For the determination of SOD and catalase (CAT), the TM cells were seeded in 6 mm sterile culture dishes (1 × 10⁶) for 24 h. Thereafter, the cells were co-incubated with EVs released by NPCE cells treated with or without 15 mM AAPH. Twenty-four hours post-treatment cells were washed ×3 with PBS buffer, scraped with rubber policeman, and pelleted by centrifugation for 5 min at 200× g, 4 °C. The pellet containing TM cells was re-suspended in 50 Mm phosphate buffer, pH 7.8 and sonicated on ice at 40% amplitude for 60 s. The SOD activity of the TM cells was measured spectrophotometrically by using nitroblue tetrazolium (NBT) method as described by Beyer and Fridovich [43]. The reaction mixture contained 50 mM phosphate buffer (pH 7.8), 14 mM methionine, 75 μM NBT, 4 μM riboflavin, 0.1 mM EDTA, and 10 μL extracted TM proteins. The reaction mixtures were illuminated for 10 min and the photo-reduction of NBT (formation of purple formazan) was measured at 560 nm using microplate reader (model 680; Bio-Rad). SOD activity was determined using a calibration curve from 1.2 to 10 SOD units/mL.

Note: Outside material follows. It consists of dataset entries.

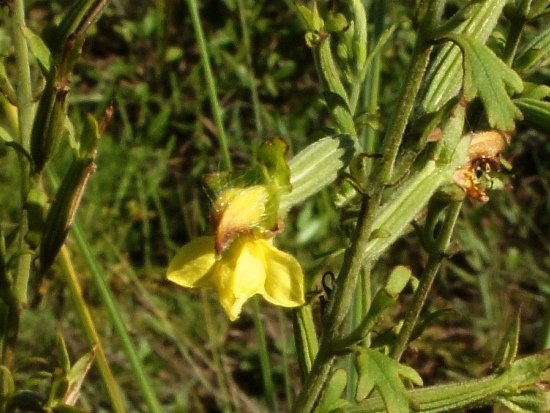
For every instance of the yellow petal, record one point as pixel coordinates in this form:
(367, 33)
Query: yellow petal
(240, 274)
(192, 262)
(284, 282)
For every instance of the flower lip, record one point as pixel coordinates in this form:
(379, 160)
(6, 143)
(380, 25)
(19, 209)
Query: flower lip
(245, 268)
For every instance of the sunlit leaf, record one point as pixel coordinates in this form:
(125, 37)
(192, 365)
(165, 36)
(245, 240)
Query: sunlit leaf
(382, 373)
(486, 76)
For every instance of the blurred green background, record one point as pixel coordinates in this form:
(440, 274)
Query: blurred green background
(147, 199)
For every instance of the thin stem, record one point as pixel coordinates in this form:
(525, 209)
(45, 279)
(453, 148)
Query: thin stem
(251, 74)
(24, 88)
(215, 345)
(355, 254)
(210, 83)
(370, 143)
(117, 321)
(269, 388)
(426, 281)
(18, 298)
(286, 360)
(396, 129)
(109, 381)
(305, 339)
(512, 41)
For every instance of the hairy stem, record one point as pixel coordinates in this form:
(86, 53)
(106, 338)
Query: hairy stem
(426, 281)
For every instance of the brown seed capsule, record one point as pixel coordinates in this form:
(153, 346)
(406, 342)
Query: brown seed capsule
(483, 157)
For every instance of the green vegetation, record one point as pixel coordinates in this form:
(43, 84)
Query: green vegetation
(410, 184)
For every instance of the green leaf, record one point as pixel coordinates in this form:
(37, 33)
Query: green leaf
(444, 77)
(273, 165)
(317, 166)
(486, 76)
(536, 112)
(397, 280)
(331, 398)
(379, 371)
(76, 377)
(39, 50)
(7, 385)
(5, 136)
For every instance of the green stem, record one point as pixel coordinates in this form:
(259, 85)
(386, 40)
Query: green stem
(210, 83)
(269, 388)
(426, 281)
(396, 129)
(355, 256)
(305, 338)
(251, 74)
(111, 385)
(215, 345)
(25, 114)
(286, 360)
(116, 318)
(370, 143)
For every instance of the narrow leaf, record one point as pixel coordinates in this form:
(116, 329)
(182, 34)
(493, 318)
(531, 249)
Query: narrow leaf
(383, 373)
(317, 166)
(486, 76)
(444, 76)
(332, 397)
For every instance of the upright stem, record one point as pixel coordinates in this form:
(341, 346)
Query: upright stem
(111, 385)
(426, 281)
(355, 256)
(269, 388)
(210, 83)
(251, 75)
(25, 115)
(118, 323)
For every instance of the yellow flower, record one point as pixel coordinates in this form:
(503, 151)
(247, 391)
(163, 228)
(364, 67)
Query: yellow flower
(238, 211)
(247, 267)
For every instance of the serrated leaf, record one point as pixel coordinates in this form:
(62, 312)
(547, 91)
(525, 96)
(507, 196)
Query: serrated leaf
(486, 76)
(444, 76)
(380, 372)
(38, 49)
(536, 112)
(331, 399)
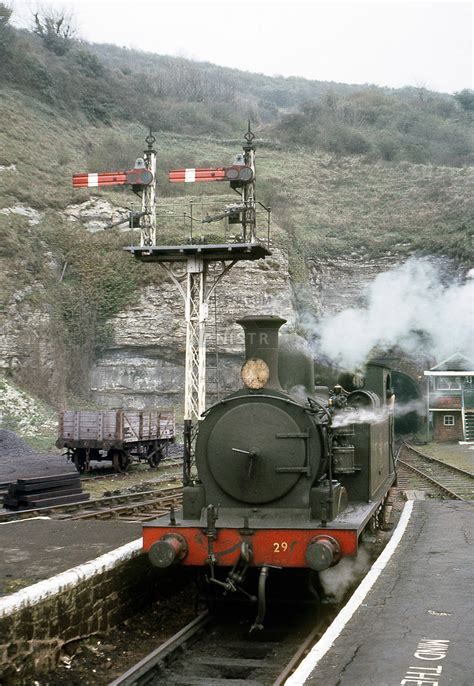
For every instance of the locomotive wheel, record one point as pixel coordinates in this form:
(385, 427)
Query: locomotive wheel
(79, 459)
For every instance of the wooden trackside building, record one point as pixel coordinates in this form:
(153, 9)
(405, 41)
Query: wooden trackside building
(450, 398)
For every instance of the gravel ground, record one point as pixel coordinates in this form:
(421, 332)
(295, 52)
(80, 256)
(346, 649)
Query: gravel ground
(461, 456)
(19, 460)
(100, 659)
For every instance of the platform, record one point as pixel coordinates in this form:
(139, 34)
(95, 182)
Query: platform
(36, 549)
(181, 253)
(414, 626)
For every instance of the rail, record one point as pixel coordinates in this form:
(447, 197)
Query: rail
(451, 481)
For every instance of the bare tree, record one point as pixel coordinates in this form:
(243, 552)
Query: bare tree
(55, 27)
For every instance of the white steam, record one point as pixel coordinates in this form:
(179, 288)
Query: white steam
(337, 580)
(369, 416)
(409, 307)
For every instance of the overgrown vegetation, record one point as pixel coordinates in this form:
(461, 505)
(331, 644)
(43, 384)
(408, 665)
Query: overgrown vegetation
(353, 171)
(410, 124)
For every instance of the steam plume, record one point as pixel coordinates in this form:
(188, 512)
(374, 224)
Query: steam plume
(409, 307)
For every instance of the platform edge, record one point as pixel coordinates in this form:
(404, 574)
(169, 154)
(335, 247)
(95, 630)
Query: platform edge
(299, 676)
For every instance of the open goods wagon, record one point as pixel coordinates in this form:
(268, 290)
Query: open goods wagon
(120, 436)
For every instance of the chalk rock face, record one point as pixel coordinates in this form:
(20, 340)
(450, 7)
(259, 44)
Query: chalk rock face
(339, 283)
(96, 214)
(144, 365)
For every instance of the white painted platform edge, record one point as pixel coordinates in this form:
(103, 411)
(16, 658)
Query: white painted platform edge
(68, 579)
(299, 676)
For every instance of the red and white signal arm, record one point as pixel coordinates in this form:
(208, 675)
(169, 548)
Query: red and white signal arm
(132, 177)
(236, 173)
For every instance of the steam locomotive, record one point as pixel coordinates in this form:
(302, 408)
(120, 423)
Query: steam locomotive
(288, 474)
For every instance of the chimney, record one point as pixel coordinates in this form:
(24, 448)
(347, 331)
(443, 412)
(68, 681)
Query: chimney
(261, 342)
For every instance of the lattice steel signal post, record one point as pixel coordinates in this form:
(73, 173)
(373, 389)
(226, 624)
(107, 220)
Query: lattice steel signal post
(195, 287)
(192, 282)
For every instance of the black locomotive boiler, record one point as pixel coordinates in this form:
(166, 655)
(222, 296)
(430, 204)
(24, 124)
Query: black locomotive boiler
(288, 475)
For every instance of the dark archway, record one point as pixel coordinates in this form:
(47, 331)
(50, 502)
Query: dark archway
(407, 392)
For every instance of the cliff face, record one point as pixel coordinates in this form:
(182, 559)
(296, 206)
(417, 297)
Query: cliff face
(144, 365)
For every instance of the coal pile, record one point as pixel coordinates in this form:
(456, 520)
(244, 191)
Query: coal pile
(18, 461)
(44, 491)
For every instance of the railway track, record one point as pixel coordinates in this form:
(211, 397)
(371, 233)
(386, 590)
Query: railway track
(212, 651)
(108, 472)
(132, 507)
(419, 471)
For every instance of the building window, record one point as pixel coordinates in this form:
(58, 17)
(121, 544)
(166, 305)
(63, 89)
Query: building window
(446, 383)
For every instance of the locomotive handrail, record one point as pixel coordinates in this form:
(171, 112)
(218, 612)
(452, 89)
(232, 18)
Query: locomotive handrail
(246, 397)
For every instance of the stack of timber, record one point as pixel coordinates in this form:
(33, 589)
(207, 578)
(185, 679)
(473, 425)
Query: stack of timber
(44, 491)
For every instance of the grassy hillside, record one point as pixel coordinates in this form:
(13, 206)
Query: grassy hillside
(84, 113)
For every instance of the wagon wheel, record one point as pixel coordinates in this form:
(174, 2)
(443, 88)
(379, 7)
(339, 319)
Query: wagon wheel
(155, 455)
(79, 459)
(118, 462)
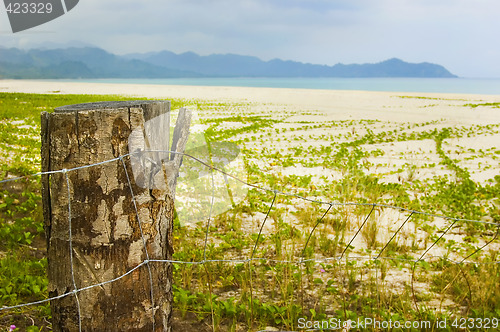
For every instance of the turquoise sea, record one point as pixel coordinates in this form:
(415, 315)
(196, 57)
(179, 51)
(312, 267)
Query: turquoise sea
(441, 85)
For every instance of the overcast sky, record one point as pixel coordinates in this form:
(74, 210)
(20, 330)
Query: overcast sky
(461, 35)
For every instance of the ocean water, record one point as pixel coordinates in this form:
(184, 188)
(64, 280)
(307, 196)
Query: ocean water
(440, 85)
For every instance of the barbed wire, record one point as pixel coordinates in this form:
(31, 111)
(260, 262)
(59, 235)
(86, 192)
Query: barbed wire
(302, 260)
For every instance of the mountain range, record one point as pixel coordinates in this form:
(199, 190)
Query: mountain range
(92, 62)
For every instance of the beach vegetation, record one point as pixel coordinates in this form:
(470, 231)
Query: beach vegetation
(343, 252)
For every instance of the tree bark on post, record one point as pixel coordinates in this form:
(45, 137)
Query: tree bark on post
(105, 223)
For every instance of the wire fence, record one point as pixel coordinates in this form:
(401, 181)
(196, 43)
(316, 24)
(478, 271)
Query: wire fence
(251, 257)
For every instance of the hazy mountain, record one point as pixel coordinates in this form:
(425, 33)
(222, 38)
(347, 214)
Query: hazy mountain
(91, 62)
(85, 62)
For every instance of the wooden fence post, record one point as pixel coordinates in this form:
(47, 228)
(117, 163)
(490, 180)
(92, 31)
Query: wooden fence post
(112, 231)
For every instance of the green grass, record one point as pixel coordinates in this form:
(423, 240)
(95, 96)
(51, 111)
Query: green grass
(354, 164)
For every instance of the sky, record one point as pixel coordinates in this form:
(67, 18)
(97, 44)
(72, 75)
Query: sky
(461, 35)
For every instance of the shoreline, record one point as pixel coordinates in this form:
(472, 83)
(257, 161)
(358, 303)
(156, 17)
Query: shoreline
(334, 104)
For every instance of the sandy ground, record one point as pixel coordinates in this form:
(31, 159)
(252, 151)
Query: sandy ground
(337, 105)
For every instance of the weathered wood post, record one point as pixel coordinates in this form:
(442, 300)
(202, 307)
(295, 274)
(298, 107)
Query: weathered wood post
(97, 230)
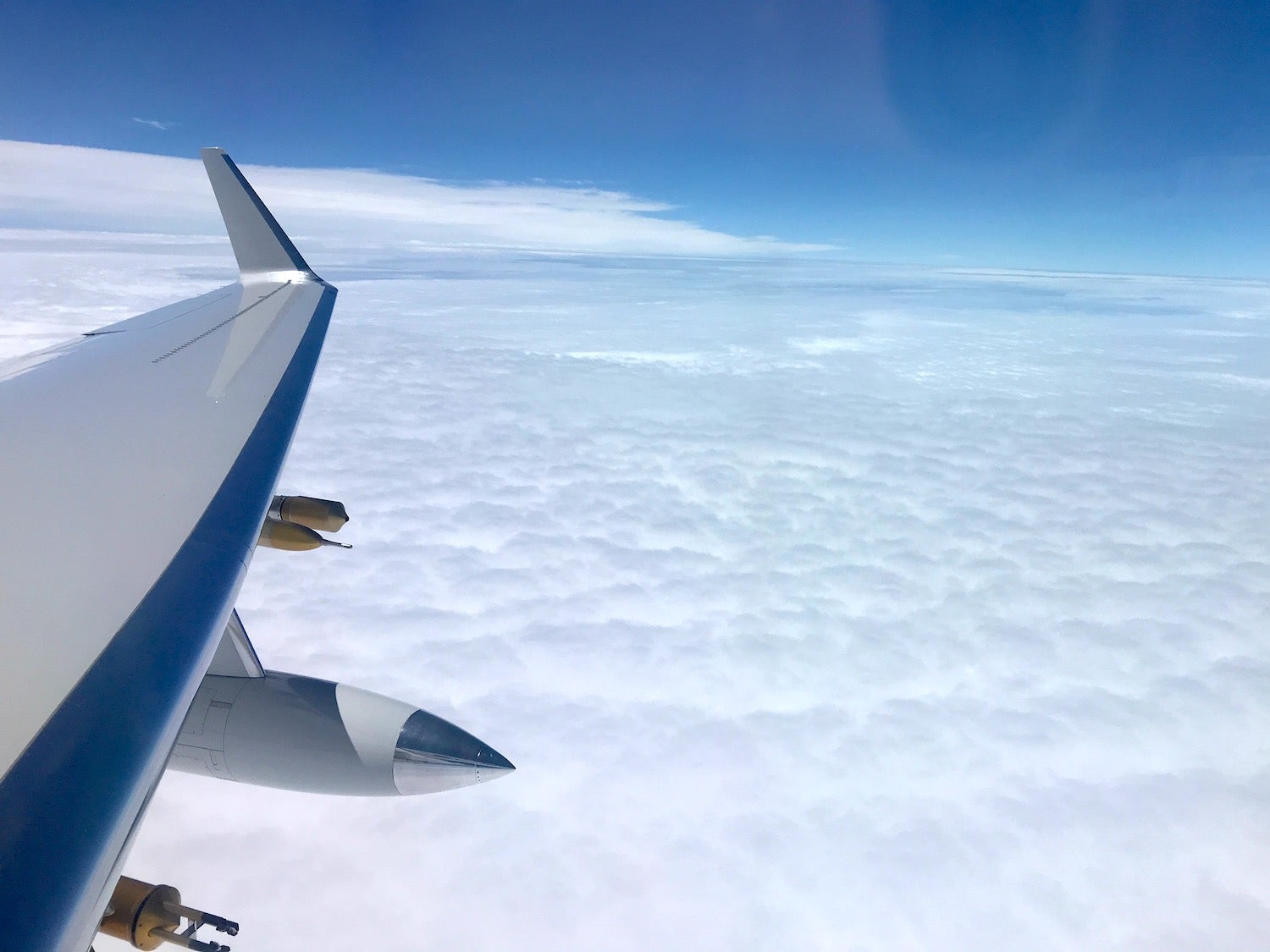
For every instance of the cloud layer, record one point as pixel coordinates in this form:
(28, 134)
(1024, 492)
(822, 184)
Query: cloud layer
(345, 210)
(820, 604)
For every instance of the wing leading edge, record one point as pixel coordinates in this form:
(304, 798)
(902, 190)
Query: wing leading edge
(139, 464)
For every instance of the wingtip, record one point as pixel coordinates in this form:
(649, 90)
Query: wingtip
(259, 243)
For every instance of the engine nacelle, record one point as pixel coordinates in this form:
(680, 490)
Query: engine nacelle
(297, 733)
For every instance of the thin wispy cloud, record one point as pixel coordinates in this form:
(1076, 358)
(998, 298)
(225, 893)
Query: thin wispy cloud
(160, 193)
(155, 124)
(817, 604)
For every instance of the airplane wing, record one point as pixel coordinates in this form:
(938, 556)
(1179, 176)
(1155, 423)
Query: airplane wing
(137, 465)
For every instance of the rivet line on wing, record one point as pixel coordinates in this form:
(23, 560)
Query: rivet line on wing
(213, 330)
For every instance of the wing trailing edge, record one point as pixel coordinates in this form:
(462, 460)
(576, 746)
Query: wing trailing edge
(262, 248)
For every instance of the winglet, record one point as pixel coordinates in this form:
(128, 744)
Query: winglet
(259, 243)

The CAT activity was measured by the modified method of Cohen et al. Fifty microliters of extracted proteins and 800 µL of phosphate buffer (pH 7.0) were combined. The reaction was initiated by the addition of 100 µL of the stock 60 mM H2O2, followed by gentle mixing. At 10 min, 100 µL aliquots were withdrawn and quenched in solution containing 4.0 mL of 0.6 N H2SO4 and 1 mL of 10 mM FeSO4. The color of the products formed was developed by the addition 400 µL of 2.5 M KSCN, and the absorbance values of the red color of ferrithiocyanate product were calorimetrically recorded at 460 nm. The standard curve of known concentrations of pure CAT was used to calculate the absolute values of test samples.

4.12. Statistical Analysis

Experimental data are presented as the mean ± SEM. The statistical analyses were performed using the GraphPad Prism version 5 software (GraphPad Software, Inc., La Jolla, CA, USA). Tests of significance were conducted by one-way analysis of variance (ANOVA), followed by post hoc multiple comparison test (Tukey—Kramer Multiple Comparison Test) and analysis of Western Blot experiments was carried out using a two-way ANOVA followed by Bonferroni post-test. Statistical significance was considered at p < 0.05. Carbonyl assay results were analyzed using two tails t-test, significance was considered at p < 0.05.